Strega poesia, bis di Vivian Lamarque

Con la silloge “L’amore da vecchia” l’autrice si aggiudica anche il Premio Giovani
ROMA. Doppia vittoria per Vivian Lamarque che si aggiudica la prima edizione del Premio Strega Poesia con L'amore da vecchia (Mondadori) che ha avuto 33 voti su 98 espressi. Alla poetessa anche il Premio Strega Giovani Poesia con 54 voti sui 167 espressi dagli studenti di scuole secondarie superiori distribuite in Italia e all'estero per assegnare il riconoscimento offerto da Bper Banca.
«Non ho parole, non dico niente. Penso a molti poeti che hanno avuto riconoscimenti da morti. Sono fortunata che sono ancora viva», ha detto a caldo Lamarque. La premiazione ha visto al secondo posto del Premio Strega Poesia 2023 Umberto Fiori con Autoritratto automatico (Garzanti), 24 voti; al terzo Silvia Bre con Le campane (Einaudi), 17 voti; al quarto Stefano Simoncelli con Sotto falso nome (Pequod), 14 voti e al quinto Christian Sinicco con Ballate di Lagosta (Donzelli), 10 voti.

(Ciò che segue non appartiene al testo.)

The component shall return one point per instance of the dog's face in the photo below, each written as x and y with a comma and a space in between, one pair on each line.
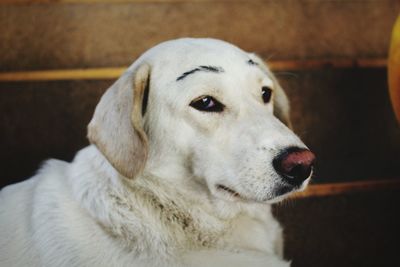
212, 113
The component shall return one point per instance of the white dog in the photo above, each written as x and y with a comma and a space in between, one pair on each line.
188, 150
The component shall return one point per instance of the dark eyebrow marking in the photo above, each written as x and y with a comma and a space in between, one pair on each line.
251, 62
201, 68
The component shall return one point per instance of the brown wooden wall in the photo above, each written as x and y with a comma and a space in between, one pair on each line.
342, 112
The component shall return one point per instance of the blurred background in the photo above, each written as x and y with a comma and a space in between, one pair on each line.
58, 57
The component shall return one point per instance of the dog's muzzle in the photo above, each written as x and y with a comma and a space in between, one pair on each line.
294, 165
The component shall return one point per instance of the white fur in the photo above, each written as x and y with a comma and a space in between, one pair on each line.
85, 213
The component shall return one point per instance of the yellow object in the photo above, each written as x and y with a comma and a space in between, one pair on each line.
394, 69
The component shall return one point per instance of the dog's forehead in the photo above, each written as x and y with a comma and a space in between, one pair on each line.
185, 54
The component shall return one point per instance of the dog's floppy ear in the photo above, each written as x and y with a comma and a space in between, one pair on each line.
281, 101
116, 128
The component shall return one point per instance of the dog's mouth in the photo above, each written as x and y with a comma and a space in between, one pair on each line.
227, 190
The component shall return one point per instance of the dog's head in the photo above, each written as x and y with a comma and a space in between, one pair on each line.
203, 110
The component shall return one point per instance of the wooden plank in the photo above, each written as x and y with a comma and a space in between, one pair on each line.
105, 34
113, 73
321, 190
20, 2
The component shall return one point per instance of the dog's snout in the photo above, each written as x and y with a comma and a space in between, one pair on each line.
294, 164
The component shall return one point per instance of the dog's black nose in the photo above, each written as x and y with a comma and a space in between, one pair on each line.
294, 164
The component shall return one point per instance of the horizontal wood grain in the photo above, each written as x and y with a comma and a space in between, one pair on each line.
320, 190
115, 72
105, 34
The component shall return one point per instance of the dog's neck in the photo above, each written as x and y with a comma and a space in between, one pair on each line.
143, 208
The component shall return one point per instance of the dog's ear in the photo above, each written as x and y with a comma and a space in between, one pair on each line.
281, 101
116, 128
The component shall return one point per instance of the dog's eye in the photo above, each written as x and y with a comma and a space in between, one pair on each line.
207, 103
266, 94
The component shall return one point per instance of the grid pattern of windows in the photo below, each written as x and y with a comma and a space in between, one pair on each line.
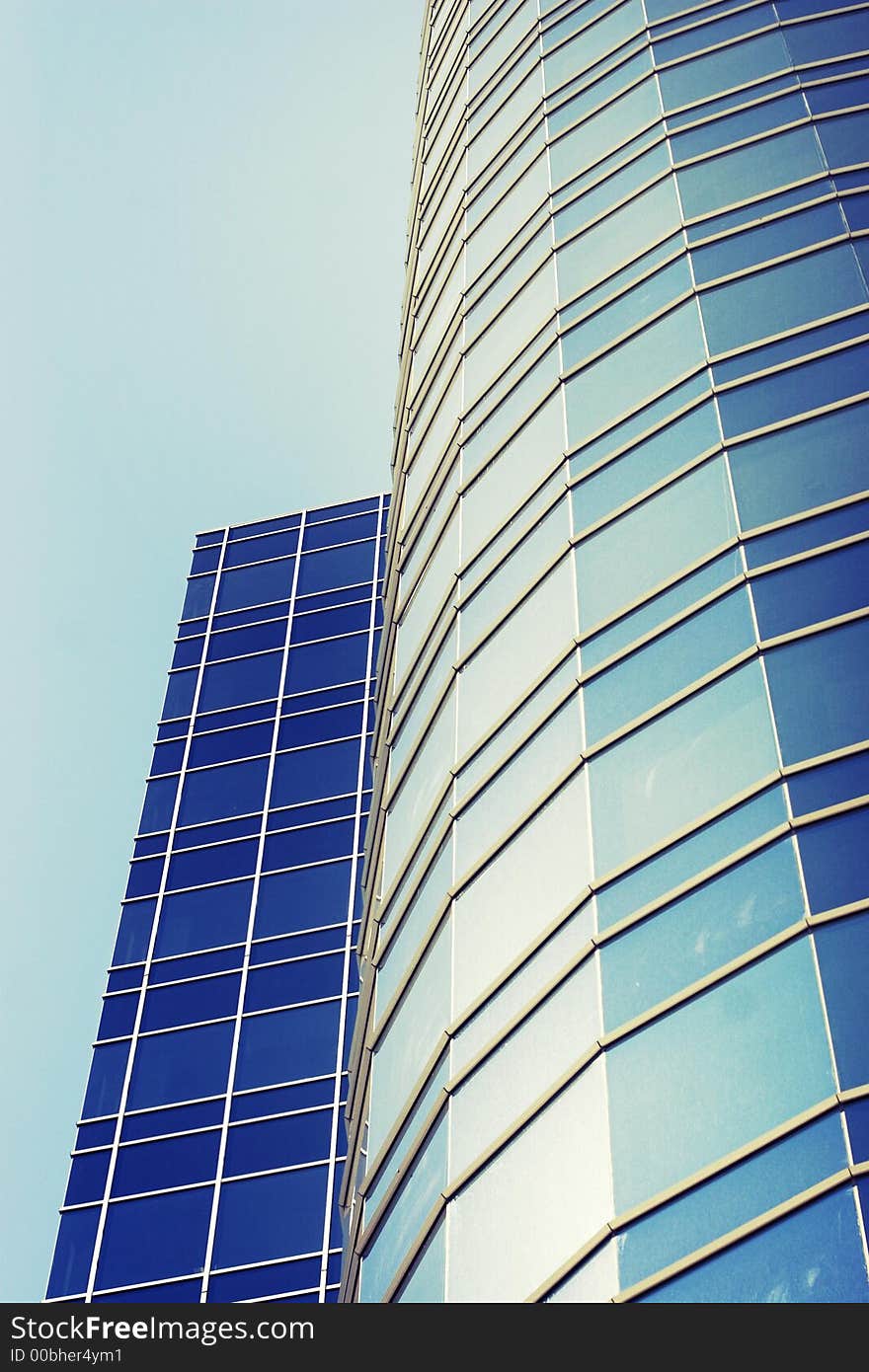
616, 900
211, 1140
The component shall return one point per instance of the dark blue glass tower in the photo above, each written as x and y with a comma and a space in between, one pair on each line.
209, 1153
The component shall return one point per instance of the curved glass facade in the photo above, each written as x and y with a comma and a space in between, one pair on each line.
611, 1037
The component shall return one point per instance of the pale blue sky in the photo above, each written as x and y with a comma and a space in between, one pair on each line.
203, 233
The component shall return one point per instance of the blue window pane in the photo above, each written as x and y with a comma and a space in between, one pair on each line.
857, 1115
180, 1293
653, 542
322, 699
150, 845
699, 933
312, 665
292, 981
828, 785
686, 591
692, 855
87, 1178
330, 598
271, 1217
766, 240
144, 878
819, 690
256, 584
180, 693
94, 1135
320, 809
267, 526
328, 623
178, 969
221, 830
133, 932
206, 918
812, 1256
619, 382
126, 978
792, 347
783, 394
73, 1252
189, 651
677, 767
229, 744
168, 757
191, 1002
180, 1066
781, 298
717, 1072
106, 1080
739, 1193
338, 567
209, 722
198, 598
220, 792
285, 1044
240, 681
261, 549
802, 467
299, 946
644, 465
239, 618
714, 31
178, 728
341, 530
310, 774
844, 136
118, 1016
749, 172
261, 1281
280, 1143
159, 1237
326, 512
204, 560
173, 1163
815, 590
158, 805
809, 533
668, 664
303, 899
857, 211
319, 843
150, 1124
302, 1097
238, 643
843, 956
320, 724
217, 864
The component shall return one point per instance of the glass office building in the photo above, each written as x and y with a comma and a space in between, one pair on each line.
612, 1038
210, 1149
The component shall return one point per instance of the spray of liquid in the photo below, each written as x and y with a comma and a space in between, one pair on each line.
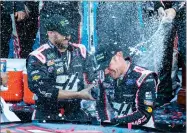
150, 53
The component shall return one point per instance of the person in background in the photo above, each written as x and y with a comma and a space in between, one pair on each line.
135, 89
9, 7
55, 73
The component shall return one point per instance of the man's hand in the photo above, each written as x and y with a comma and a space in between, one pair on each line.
86, 93
168, 14
4, 77
20, 15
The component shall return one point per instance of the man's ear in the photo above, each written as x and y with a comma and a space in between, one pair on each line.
49, 33
119, 53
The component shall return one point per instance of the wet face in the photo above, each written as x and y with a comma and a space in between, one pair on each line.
114, 67
60, 40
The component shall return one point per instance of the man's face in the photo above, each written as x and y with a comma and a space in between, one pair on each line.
114, 67
60, 40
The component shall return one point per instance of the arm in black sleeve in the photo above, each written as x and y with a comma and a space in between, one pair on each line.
39, 80
19, 6
90, 68
145, 98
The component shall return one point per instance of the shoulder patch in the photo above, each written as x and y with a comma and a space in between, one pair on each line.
82, 49
38, 53
144, 74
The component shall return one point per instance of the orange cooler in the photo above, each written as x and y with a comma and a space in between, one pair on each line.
28, 95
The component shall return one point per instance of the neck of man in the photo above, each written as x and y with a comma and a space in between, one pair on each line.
61, 49
125, 67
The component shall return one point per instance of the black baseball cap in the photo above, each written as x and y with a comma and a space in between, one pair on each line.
104, 55
59, 24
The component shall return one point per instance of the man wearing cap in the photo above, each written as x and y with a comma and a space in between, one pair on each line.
135, 89
55, 73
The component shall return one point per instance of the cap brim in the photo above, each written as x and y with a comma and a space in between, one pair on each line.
68, 30
104, 65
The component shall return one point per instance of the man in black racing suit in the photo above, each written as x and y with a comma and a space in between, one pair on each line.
55, 74
134, 90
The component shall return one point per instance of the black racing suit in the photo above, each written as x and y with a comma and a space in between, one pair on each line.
7, 8
48, 71
134, 97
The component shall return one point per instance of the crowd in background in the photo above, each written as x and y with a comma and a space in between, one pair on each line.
28, 16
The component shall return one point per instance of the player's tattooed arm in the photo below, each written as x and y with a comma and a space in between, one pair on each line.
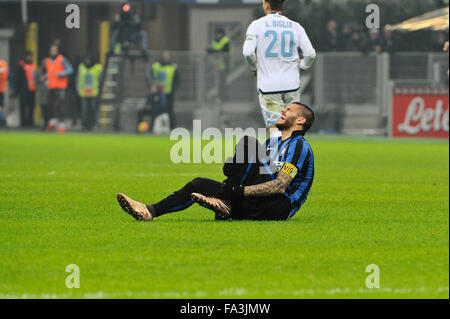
275, 187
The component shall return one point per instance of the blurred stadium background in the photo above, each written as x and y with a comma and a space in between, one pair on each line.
358, 81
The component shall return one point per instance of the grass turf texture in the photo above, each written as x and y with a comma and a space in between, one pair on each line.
374, 201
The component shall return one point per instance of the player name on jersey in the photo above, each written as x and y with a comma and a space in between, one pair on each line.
279, 24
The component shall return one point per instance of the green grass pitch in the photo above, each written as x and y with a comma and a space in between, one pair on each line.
374, 201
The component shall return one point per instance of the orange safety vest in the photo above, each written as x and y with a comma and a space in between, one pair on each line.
30, 73
56, 82
3, 75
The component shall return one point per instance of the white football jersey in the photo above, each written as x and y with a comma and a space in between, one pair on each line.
271, 49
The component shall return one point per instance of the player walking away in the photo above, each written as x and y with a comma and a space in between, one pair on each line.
156, 105
271, 50
269, 182
88, 84
165, 74
4, 73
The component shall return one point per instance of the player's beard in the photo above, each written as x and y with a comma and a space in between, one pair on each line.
283, 126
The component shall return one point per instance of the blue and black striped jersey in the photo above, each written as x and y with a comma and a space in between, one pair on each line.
295, 157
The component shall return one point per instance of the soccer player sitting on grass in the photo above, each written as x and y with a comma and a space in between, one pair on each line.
264, 182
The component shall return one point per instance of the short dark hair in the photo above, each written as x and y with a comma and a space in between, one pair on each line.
308, 114
276, 4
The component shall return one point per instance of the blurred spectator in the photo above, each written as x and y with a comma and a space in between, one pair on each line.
388, 41
440, 41
221, 48
345, 39
4, 73
25, 88
359, 41
57, 70
156, 105
43, 93
375, 41
165, 74
74, 101
88, 83
331, 37
126, 30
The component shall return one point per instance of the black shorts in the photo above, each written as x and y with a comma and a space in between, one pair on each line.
251, 208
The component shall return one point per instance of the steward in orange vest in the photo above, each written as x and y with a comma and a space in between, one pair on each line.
58, 69
4, 72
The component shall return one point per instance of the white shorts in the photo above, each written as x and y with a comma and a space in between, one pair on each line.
272, 104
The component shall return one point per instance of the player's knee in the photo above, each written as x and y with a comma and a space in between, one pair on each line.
193, 185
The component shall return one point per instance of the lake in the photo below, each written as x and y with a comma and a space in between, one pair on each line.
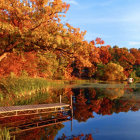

L'opera vincitrice è stata scelta dagli Amici della poesia, giuria composta da cento donne e uomini di cultura che si occupano a vario titolo di poesia e che comprende anche i componenti del Comitato scientifico del Premio: Maria Grazia Calandrone, Andrea Cortellessa, Mario Desiati, Elisa Donzelli, Roberto Galaverni, Valerio Magrelli, Melania Mazzucco, Stefano Petrocchi, Laura Pugno, Antonio Riccardi, Enrico Testa e Gian Mario Villalta. «Se è vero che la poesia è un continuo approssimarsi a qualcosa che non sappiamo, Vivian Lamarque compie la sua approssimazione in libri di lievissima crudeltà come L'amore da vecchia. Con una grazia senza pietà, l'autrice trattiene il timbro cristallino dell'infanzia, arriva a mettere nero su bianco la rasserenante uguaglianza fra persona e persona», scrive nella motivazione Maria Grazia Caladrone.
L'autrice dell'opera vincitrice ha ricevuto il premio in denaro offerto da Strega Alberti Benevento e l'opera L'Infinito, realizzata da Emilio Isgrò per celebrare la nascita del riconoscimento letterario. Alla serata condotta da Ema Stokholma sono intervenuti il direttore del Parco Archeologico del Colosseo Alfonsina Russo, l'assessore alla cultura del Comune di Roma Miguel Gotor, il presidente e il direttore della Fondazione Bellonci, Giovanni Solimine e Stefano Petrocchi.
«Siamo fiduciosi che questo premio darà maggiore attenzione alla poesia» ha detto Solimine. Sul palco insieme ai finalisti che hanno letto i loro versi, anche Chiara Civello che ha presentato in anteprima il suo nuovo singolo Sempre così, con testo di Patrizia Cavalli, e la cantautrice Maria Antonietta che ha letto Sotto una piccola stella di Wislawa Szymborska e Oltre il tempo, oltre un angolo di Cristina Campo. Sul palco anche Giulia Anania, accompagnata dal tastierista Fabio Marchiori e il rapper Rancore, che ha omaggiato Pier Paolo Pasolini.
La cinquina sarà ospite il prossimo 14 ottobre dello Zebra Poetry Film Festival di Berlino.